Bare-Metal Provisioning¶
Reference guide for out-of-band management, automated OS deployment, and server lifecycle operations on Dell PowerEdge hardware.
Mental Model¶
[Running workload ] Kubernetes / VMs / applications
|
[OS + Config Mgmt ] Ubuntu/RHEL + Ansible post-install
|
[OS Install ] Kickstart / Preseed / Cloud-init (automated)
|
[PXE Boot Chain ] DHCP -> TFTP -> bootloader -> installer
|
[Out-of-Band Mgmt ] iDRAC sets boot order, power cycles, mounts ISO
|
[Network Boot NIC ] PXE-capable NIC on the server (usually NIC1)

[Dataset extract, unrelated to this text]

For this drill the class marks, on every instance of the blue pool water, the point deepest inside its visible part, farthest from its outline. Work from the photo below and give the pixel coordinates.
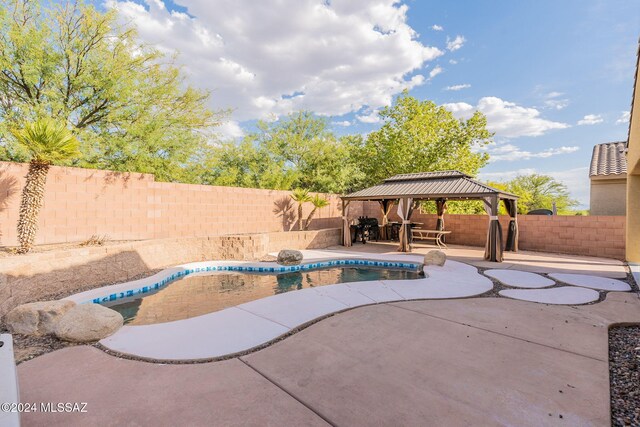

Provisioning starts from the bottom: iDRAC powers on the server, the NIC PXE boots, DHCP hands out an IP and boot file, TFTP serves the bootloader, and the installer takes over. After OS install, Ansible handles configuration and eventually joins the node to a cluster.
Out-of-Band Management Fundamentals¶
IPMI vs Redfish¶
| Feature | IPMI (legacy) | Redfish (modern) |
|---|---|---|
| Protocol | UDP/623, binary | HTTPS/REST + JSON |
| Authentication | Shared secret, weak crypto | TLS + session tokens |
| Discoverability | Minimal | Self-describing (OData schema) |
| Scriptability | ipmitool (cryptic syntax) | Any HTTP client (curl, Python) |
| Event model | SNMP traps, PET | Redfish EventService + SSE |
| Dell support | All generations | iDRAC8+ (full on iDRAC9) |
| Recommendation | Avoid for new deployments | Preferred for all automation |
IPMI Quick Reference (legacy systems)¶
# Install ipmitool
apt install ipmitool # Debian/Ubuntu
dnf install ipmitool # RHEL/Fedora
# Check power status
ipmitool -I lanplus -H 10.0.10.101 -U root -P password chassis power status
# Power on
ipmitool -I lanplus -H 10.0.10.101 -U root -P password chassis power on
# Power cycle
ipmitool -I lanplus -H 10.0.10.101 -U root -P password chassis power cycle
# Set next boot to PXE (one-time)
ipmitool -I lanplus -H 10.0.10.101 -U root -P password chassis bootdev pxe
# Get sensor readings
ipmitool -I lanplus -H 10.0.10.101 -U root -P password sdr list
# Get system event log
ipmitool -I lanplus -H 10.0.10.101 -U root -P password sel elist
# Serial over LAN (remote console)
ipmitool -I lanplus -H 10.0.10.101 -U root -P password sol activate
Redfish Deep-Dive¶
Redfish is a DMTF standard (not Dell-proprietary). The key resource tree:
/redfish/v1/
/Systems/System.Embedded.1 <- The physical server
/Bios <- BIOS attributes
/Processors <- CPU inventory
/Memory <- DIMM inventory
/Storage <- RAID controllers + drives
/EthernetInterfaces <- NIC ports
/Actions/ComputerSystem.Reset <- Power operations
/Managers/iDRAC.Embedded.1 <- The BMC itself
/LogServices/Sel <- System event log
/LogServices/Lclog <- Lifecycle log
/EthernetInterfaces <- iDRAC NIC config
/Actions/Manager.Reset <- Reboot iDRAC
/UpdateService <- Firmware update operations
/FirmwareInventory <- Installed firmware versions
/Chassis/System.Embedded.1 <- Physical chassis
/Power <- PSU info, power consumption
/Thermal <- Temps, fan speeds
/AccountService <- iDRAC user management
/EventService <- Alert subscriptions
Python Redfish Automation (Essential Pattern)¶
import requests, urllib3
urllib3.disable_warnings(urllib3.exceptions.InsecureRequestWarning)
s = requests.Session()
s.auth = ("root", "password")
s.verify = False
base = "https://10.0.10.101/redfish/v1"
# Get system summary
info = s.get(f"{base}/Systems/System.Embedded.1").json()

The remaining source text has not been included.